Alternatives What are the most common types of private markets?
Transcript
Private markets can provide an opportunity to diversify investment portfolios beyond traditional assets like stocks and bonds. Let's take a look at some of the asset classes that make up the private markets ecosystem.
One of the most popular private market offerings is real estate, which can be accessed in a number of ways that don't involve directly owning physical properties. Real estate investment trusts, also known as REITs, allow investors to pool their capital to invest in a diversified portfolio of income-generating real estate assets. REITs can be an attractive option for investors seeking both cashflow and capital appreciation.
Private equity refers to investments made in non-publicly traded businesses. Private equity firms pool funds from investors and acquire ownership stakes in a diversified portfolio of companies with the goal of fostering growth and ultimately realizing a return on their investments.
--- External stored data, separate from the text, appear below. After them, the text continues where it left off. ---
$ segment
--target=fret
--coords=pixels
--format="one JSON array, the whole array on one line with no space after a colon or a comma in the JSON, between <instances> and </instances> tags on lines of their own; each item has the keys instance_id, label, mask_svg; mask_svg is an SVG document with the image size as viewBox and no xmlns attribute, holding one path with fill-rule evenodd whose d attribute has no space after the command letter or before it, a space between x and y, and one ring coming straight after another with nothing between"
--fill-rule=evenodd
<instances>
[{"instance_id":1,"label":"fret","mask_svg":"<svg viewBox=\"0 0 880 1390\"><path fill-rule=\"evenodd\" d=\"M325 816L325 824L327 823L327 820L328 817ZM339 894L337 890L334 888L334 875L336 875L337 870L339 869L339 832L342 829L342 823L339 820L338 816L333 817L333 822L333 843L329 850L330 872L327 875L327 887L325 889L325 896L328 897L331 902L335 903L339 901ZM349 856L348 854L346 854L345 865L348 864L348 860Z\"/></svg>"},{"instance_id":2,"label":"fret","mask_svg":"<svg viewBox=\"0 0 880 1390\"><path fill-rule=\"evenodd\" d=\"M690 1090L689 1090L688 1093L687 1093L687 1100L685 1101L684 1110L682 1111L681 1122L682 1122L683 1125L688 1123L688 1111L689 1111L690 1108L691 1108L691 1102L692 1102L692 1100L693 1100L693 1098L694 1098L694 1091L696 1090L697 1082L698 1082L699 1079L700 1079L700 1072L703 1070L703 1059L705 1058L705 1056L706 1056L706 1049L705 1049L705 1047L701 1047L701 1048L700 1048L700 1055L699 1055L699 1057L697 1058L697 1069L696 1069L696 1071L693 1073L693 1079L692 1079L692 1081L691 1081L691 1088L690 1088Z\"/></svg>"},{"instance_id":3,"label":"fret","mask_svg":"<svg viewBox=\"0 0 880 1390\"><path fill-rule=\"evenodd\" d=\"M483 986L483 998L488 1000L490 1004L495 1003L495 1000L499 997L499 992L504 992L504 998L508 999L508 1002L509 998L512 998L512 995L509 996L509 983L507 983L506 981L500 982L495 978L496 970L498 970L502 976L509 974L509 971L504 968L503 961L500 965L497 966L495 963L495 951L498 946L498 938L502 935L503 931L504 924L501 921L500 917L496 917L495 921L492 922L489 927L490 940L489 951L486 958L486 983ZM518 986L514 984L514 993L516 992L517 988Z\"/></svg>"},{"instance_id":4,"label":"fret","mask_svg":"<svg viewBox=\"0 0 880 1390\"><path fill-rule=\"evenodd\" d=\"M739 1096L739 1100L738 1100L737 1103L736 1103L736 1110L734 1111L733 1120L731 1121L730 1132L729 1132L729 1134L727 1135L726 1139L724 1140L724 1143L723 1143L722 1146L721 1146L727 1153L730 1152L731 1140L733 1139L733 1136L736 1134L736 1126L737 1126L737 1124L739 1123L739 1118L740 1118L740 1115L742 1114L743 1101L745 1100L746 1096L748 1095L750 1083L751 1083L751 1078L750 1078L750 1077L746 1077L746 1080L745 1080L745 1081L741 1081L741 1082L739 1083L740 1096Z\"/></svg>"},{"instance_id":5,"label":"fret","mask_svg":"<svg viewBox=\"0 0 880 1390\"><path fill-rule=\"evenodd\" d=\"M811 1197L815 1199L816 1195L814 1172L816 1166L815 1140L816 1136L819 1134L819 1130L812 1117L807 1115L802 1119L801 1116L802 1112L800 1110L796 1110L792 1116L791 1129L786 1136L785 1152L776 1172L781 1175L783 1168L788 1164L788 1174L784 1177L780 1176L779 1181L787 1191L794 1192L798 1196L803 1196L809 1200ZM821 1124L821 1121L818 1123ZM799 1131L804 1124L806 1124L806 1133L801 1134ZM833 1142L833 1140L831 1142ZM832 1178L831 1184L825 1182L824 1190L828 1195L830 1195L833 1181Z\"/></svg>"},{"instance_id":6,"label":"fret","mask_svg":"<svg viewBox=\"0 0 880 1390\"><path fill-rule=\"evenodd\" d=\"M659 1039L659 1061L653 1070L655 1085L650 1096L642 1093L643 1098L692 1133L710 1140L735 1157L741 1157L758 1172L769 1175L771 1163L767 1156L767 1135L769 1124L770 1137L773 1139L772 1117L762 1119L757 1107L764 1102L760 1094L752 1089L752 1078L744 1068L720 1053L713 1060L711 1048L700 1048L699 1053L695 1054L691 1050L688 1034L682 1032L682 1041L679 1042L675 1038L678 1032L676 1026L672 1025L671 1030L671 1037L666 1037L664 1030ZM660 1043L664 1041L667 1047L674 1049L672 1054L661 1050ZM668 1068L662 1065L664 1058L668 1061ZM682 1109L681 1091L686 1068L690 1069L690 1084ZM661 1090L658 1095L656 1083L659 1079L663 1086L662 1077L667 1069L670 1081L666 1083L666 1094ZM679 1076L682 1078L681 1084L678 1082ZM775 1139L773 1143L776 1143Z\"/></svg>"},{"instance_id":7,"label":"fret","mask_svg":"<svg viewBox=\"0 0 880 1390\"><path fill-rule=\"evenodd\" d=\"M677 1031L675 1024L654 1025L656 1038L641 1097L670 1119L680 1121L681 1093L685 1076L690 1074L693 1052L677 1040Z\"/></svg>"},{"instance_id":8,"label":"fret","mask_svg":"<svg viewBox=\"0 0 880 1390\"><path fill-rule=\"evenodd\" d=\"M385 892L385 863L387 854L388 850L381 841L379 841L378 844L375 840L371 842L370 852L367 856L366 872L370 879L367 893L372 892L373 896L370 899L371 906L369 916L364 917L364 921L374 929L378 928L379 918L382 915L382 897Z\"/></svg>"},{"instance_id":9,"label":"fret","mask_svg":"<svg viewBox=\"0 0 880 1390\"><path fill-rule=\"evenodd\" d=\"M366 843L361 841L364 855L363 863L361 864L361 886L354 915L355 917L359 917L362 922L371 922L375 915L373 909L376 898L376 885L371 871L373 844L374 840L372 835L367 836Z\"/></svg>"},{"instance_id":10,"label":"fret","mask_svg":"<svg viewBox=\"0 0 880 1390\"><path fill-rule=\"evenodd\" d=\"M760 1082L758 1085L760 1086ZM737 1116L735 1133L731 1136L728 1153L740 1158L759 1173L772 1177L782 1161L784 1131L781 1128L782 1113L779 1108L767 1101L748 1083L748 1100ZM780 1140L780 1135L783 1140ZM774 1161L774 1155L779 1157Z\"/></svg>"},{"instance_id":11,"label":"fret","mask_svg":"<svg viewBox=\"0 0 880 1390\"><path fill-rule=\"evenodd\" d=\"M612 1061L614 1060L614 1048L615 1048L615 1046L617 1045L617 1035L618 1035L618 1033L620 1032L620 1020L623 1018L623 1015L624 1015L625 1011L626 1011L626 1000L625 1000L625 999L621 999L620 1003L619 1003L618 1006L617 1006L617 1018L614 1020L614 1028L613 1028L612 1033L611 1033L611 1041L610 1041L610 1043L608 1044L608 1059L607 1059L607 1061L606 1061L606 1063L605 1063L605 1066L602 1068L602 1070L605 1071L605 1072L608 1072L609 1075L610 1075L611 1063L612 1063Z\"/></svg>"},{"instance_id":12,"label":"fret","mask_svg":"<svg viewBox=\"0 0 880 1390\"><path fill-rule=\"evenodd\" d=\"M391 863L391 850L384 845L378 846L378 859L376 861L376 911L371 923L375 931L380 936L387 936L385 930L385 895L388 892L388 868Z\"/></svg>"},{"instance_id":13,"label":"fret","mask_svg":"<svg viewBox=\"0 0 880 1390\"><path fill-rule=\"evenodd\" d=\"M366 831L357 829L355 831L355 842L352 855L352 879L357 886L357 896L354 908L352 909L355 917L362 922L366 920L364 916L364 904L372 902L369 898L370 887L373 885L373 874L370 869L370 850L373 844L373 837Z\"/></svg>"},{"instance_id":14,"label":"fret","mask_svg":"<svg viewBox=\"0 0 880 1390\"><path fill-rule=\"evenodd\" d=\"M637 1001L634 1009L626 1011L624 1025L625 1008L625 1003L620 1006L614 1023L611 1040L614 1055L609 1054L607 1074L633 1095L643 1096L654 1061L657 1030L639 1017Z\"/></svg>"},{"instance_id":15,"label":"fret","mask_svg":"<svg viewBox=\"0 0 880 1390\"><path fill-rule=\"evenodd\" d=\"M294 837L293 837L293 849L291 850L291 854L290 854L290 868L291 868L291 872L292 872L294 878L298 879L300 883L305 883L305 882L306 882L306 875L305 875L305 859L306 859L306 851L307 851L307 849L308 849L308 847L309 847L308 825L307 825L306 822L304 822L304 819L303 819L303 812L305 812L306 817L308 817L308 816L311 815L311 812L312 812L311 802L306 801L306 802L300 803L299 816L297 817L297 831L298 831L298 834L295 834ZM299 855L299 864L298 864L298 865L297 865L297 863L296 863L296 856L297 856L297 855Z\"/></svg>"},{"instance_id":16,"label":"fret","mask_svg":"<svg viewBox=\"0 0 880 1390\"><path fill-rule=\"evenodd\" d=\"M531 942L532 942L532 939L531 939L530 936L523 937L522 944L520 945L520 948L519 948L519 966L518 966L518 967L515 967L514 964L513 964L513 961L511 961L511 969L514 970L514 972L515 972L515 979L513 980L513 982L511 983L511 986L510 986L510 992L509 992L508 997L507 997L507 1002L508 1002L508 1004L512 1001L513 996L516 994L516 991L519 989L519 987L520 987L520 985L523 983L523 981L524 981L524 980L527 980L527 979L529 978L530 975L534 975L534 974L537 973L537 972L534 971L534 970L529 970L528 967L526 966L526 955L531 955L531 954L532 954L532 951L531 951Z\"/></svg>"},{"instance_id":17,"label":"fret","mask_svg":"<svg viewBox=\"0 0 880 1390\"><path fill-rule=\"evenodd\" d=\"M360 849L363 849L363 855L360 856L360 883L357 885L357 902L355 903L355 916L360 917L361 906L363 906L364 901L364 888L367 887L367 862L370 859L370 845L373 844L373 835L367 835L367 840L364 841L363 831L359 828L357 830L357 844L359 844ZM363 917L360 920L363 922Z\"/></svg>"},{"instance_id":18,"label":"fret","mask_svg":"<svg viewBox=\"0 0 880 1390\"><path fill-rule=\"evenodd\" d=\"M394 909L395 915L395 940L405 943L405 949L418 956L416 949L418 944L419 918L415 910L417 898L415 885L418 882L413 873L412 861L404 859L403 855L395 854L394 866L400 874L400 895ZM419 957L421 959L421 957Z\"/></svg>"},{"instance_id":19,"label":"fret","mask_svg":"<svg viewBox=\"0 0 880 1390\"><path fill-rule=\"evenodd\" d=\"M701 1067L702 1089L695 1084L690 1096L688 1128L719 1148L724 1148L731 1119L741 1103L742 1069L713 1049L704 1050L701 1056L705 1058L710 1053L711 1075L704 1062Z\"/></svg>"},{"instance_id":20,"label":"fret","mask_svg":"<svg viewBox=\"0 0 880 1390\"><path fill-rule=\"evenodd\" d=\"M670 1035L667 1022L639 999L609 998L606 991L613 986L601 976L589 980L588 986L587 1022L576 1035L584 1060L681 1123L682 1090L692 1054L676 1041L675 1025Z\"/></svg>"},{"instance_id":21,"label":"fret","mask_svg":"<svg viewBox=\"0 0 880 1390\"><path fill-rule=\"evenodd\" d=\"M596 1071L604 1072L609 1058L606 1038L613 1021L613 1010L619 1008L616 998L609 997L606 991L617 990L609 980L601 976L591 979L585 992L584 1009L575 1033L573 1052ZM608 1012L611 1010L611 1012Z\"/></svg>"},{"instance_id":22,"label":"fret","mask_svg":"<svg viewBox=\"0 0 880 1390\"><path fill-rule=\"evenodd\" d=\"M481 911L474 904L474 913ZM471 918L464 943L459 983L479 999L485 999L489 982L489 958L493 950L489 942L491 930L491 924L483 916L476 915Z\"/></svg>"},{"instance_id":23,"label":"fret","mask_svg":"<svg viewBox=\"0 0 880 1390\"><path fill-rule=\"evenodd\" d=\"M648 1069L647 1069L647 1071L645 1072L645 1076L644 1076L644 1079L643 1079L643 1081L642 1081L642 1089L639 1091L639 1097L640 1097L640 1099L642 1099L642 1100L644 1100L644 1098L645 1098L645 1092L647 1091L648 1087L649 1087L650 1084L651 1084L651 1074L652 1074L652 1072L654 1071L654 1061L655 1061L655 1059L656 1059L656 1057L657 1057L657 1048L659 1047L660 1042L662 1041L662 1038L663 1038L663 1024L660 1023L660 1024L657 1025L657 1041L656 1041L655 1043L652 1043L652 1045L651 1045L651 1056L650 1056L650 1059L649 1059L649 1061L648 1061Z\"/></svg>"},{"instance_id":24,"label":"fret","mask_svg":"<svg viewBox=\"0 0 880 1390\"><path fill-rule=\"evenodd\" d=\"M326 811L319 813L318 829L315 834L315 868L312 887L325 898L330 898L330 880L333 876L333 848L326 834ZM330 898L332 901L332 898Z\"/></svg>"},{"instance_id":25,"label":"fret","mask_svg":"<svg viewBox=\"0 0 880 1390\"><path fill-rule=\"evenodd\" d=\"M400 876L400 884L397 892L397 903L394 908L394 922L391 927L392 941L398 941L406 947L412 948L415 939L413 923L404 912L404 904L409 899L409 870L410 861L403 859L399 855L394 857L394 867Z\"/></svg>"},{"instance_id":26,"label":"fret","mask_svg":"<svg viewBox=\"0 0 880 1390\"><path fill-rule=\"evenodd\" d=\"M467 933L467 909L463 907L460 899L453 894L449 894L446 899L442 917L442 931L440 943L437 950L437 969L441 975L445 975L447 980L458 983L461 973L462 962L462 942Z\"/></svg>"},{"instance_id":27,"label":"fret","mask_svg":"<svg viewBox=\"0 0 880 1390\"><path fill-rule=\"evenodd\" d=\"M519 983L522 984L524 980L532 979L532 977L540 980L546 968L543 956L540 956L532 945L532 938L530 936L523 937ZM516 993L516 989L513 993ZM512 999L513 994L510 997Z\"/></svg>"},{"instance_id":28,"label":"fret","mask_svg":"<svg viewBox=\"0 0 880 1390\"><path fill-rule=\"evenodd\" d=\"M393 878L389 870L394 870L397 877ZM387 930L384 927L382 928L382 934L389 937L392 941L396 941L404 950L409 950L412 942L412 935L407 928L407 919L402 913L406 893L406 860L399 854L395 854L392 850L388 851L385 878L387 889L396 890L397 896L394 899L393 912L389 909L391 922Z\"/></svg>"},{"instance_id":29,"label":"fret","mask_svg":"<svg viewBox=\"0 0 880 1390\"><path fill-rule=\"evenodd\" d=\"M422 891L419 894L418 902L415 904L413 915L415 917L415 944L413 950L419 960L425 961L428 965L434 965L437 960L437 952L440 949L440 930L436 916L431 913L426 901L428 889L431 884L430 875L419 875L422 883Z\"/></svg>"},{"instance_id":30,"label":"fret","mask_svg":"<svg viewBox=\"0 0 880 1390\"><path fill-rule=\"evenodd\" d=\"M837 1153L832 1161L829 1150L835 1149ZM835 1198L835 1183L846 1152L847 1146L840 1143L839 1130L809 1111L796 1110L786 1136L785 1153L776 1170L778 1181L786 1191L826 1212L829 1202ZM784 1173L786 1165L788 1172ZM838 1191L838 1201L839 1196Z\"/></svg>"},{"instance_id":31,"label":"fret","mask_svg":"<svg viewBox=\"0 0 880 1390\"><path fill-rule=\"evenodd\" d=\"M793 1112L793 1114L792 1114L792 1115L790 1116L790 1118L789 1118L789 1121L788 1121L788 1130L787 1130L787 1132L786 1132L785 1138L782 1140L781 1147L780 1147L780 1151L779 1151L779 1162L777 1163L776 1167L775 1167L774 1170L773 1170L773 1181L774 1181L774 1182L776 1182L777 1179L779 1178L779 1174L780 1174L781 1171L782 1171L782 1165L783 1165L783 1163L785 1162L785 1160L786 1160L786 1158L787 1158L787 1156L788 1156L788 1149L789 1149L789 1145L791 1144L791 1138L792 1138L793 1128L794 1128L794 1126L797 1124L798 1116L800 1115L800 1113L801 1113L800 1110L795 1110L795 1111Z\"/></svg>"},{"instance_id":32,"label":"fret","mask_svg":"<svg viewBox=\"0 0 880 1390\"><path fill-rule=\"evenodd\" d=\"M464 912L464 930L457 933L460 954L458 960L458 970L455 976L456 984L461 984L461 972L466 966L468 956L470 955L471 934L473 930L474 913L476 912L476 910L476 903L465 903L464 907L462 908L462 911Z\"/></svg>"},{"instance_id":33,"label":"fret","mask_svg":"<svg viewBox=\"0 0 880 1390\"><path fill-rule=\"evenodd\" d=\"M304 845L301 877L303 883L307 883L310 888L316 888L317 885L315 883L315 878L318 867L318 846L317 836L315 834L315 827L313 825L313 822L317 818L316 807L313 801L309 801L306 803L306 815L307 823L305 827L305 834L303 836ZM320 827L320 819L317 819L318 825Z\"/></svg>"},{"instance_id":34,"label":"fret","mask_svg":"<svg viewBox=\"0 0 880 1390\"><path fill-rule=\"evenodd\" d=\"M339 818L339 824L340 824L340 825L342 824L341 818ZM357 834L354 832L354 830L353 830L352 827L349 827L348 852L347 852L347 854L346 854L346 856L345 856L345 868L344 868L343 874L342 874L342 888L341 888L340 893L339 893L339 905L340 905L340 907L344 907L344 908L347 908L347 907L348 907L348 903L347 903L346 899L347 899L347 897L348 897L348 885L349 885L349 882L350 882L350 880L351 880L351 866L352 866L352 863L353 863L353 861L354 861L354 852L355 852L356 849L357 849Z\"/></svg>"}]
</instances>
Traditionally, the exclusive domain of institutional investors, private equity investment opportunities are becoming more accessible for individual investors.
Private credit involves lending capital directly to borrowers that are not publicly traded. Investing in private credit may help provide a diversified source of income and the potential for attractive risk-adjusted returns.
Real assets are tangible physical assets with intrinsic value, such as natural resources and infrastructure. Owning real assets may make sense for some individual investors given their intrinsic value and their potential to act as a hedge against inflation. Commodities are the raw inputs that are consumed in the production of goods. Commodities include things that are mined or extracted, such as metals and petroleum and agricultural products like wheat, cotton, and sugar. Direct ownership of physical commodities may involve significant storage costs and logistical challenges. Individual investors can choose to access the asset class through exchange-traded products or futures markets.
In summary, private markets can offer a variety of exposures, each with unique benefits and challenges. Investing in private market offerings can help individual investors enhance the diversification potential of a traditional portfolio of stocks and bonds.
Private markets offer diversification beyond traditional stocks and bonds. Key asset classes include real estate (via REITs), private equity, private credit, real assets, and commodities. These investments can enhance portfolio diversification potential and provide unique benefits and challenges.